Obchody 170. rocznicy urodzin Józefa Chełmońskiego, wielkiego artysty spod Łowicza
Muzeum w Łowiczu i I Liceum Ogólnokształcące im. Józefa Chełmońskiego w Łowiczu zapraszają na uroczystość „Chełmońskie inspiracje – w 170 rocznicę urodzin malarza”. Rozpocznie się ona w czwartek (7 listopada) o godzinie 12 w powiatowej placówce muzealnej.
W ramach spotkania z twórczością artysty malarza pochodzącego z ziemi łowickiej będzie można obejrzeć jego dzieła ze zbiorów Muzeum Mazowieckiego w Płocku. Wystawa prac Chełmońskiego będzie czynna do końca roku.

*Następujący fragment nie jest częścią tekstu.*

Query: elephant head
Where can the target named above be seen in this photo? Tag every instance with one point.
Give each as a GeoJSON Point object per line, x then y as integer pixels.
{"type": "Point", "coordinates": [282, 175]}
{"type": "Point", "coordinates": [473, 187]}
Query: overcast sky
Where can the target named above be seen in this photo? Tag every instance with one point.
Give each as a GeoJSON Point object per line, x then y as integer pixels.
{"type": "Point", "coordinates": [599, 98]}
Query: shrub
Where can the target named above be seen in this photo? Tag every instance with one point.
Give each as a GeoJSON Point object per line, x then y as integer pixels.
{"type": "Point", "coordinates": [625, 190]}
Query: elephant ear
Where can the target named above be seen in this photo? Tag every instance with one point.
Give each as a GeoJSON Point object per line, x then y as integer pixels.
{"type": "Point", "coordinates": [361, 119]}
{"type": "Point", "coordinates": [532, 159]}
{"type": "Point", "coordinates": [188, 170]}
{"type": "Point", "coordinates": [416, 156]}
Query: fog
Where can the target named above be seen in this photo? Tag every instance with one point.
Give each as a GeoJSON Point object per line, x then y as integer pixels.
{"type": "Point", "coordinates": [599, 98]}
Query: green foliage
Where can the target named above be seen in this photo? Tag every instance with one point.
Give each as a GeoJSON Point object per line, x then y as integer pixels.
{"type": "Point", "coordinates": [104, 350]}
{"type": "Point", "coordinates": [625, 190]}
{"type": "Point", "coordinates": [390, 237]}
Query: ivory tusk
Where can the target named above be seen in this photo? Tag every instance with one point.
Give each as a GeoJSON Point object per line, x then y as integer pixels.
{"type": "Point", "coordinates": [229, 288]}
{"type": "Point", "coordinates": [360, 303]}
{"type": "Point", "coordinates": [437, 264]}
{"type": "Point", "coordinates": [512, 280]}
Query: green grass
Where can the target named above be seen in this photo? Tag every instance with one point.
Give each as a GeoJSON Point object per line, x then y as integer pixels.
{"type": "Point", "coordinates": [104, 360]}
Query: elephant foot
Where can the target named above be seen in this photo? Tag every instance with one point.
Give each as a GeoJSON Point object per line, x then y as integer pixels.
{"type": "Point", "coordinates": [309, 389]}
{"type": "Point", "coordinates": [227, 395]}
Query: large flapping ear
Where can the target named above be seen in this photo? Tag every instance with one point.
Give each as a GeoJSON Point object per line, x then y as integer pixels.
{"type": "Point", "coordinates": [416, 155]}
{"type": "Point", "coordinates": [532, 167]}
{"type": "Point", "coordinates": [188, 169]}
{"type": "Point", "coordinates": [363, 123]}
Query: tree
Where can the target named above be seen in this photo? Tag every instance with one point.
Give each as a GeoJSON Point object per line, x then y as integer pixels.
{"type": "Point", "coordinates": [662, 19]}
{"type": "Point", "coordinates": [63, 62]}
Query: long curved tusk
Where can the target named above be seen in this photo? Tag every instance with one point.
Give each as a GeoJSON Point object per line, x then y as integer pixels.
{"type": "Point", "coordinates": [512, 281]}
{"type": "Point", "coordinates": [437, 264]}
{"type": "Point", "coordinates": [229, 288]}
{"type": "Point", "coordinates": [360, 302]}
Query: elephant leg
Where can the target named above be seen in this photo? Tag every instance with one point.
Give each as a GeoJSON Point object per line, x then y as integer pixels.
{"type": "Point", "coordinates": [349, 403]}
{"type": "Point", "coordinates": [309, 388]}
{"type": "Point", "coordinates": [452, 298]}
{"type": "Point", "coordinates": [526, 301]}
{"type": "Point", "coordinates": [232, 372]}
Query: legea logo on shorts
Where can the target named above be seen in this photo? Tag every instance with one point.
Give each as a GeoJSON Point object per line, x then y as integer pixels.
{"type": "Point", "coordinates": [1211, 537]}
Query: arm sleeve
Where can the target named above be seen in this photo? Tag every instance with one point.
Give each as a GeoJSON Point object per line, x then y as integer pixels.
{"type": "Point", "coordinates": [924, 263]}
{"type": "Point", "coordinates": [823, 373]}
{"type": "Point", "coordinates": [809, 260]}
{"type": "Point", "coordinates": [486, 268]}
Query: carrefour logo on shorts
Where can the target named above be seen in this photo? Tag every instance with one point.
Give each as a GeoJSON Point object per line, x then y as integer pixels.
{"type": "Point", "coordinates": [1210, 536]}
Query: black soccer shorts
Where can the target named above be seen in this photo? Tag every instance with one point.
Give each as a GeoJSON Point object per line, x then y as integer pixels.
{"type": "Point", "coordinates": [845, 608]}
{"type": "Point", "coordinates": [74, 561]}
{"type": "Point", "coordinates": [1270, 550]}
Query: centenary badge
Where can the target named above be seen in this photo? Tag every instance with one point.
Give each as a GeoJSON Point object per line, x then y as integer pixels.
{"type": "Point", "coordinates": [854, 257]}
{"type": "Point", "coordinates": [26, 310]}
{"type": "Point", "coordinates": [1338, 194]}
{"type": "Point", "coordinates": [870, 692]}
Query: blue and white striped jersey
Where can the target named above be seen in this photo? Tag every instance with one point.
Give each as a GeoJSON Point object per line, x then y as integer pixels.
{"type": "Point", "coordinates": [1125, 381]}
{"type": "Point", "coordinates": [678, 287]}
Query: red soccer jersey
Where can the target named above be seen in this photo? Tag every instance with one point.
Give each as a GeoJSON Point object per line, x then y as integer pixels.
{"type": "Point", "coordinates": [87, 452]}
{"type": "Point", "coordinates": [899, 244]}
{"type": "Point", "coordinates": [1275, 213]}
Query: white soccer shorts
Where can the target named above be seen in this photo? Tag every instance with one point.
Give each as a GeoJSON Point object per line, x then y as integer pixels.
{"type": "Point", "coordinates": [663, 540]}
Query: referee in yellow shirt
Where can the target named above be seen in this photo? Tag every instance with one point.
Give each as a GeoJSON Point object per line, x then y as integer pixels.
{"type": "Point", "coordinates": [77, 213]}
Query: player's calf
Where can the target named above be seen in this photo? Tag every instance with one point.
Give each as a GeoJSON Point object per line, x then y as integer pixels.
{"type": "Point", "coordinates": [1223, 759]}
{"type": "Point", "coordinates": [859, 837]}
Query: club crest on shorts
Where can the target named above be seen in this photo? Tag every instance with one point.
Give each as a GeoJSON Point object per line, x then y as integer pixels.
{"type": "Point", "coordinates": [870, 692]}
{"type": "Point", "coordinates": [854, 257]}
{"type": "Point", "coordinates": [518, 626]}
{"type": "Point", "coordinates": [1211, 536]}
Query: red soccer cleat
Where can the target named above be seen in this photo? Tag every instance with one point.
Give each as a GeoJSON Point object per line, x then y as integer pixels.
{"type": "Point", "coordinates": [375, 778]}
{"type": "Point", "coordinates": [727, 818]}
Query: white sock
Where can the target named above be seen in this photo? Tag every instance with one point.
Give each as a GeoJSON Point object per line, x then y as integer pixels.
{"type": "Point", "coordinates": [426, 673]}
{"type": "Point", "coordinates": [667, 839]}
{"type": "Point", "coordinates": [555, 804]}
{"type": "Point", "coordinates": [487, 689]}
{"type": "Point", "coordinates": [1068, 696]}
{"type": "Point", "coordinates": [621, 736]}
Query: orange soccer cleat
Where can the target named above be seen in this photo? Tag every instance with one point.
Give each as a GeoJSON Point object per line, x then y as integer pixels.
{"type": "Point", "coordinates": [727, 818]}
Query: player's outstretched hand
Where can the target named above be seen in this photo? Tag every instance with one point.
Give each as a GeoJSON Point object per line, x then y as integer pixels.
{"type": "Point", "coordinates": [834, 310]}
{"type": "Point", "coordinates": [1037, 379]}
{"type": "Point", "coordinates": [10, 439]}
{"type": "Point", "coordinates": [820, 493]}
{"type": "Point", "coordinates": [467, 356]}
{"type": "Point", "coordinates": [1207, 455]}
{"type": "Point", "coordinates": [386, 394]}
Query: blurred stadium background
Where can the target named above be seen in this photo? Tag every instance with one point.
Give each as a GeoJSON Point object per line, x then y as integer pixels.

Podczas czwartkowej uroczystości nastąpi rozstrzygnięcie konkursu fotograficznego oraz otwarta zostanie wystawa prac pokonkursowych zorganizowanego przez I LO. W muzem będzie można także obejrzeć efekty szkolnego pleneru malarskiego.
Całość uzupełni wykład Mariusza Kasprzaka z Muzeum Mazowieckiego w Płocku pod tytułem „Pejzaże Chełmońskiego. O twórczości „samotnika z Kuklówki”.
Dokładnie 7 listopada 2019 roku przypada 170. rocznica urodzin Józefa Chełmońskiego (1849-1914). Mistrz polskiego pejzażu urodził się w podłowickiej wsi Boczki.
Od dziecka przejawiał talent malarski, w czym wspierali go rodzice. Jako nastolatek, w latach 1862 – 1865, uczęszczał do Powiatowej Szkoły Ogólnej w Łowiczu, mieszczącej się w gmachu pomisjonarskim – obecnej siedzibie muzeum.
Następnie uczył się w warszawskiej Klasie Rysunkowej i w prywatnej pracowni Wojciecha Gersona (1867–1872), studiował w Akademii Sztuk Pięknych w Monachium (1872–1875). W 1875 udał się do Paryża, gdzie zyskał dużą popularność dzięki oryginalnej tematyce swoich obrazów. Współpracował jako ilustrator z paryskim „Le Monde Illustré”.
Zwiedził również Włochy, Podole i Ukrainę, których pejzaże znalazły odzwierciedlenie w jego sztuce. Po powrocie do kraju w 1887 r. wraz z rodziną zamieszkał początkowo w Warszawie, a w 1889 r. nabył dworek w Kuklówce, gdzie mieszkał aż do śmierci. Pochowany został na cmentarzu w Żelechowie.
Józef Chełmonski jest uznawany za jednego z najwybitniejszych twórców malarstwa realistycznego w Polsce. Malował sceny rodzajowe, ukazując z dużym autentyzmem życie wsi polskiej i ukraińskiej oraz sceny myśliwskie. Zasłynął jako twórca nastrojowych pejzaży, w których z wielką wrażliwością przedstawiał piękno przyrody. Sławę przyniosły mu również przedstawienia zwierząt, w tym ptactwa (m.in. czaple, żurawie) oraz przede wszystkim koni, które z pasją malował jako rozpędzone czwórki i trójki.
W zbiorach łowickiego muzeum znajduje się szkic malarski „Krajobraz z jeziorkiem w lesie” z ok. 1900 r. oraz rysunek obustronny „Oberek” (1878 r.) / „W Sudanie” (1884 r.). Ponadto na ekspozycji podziwiać można kilka prac ze zbiorów Muzeum Narodowego w Warszawie i z kolekcji prywatnych. Już od 7 listopada będzie też można obejrzeć kilka dzieł, które zostaną wypożyczone z płockiej placówki muzealnej.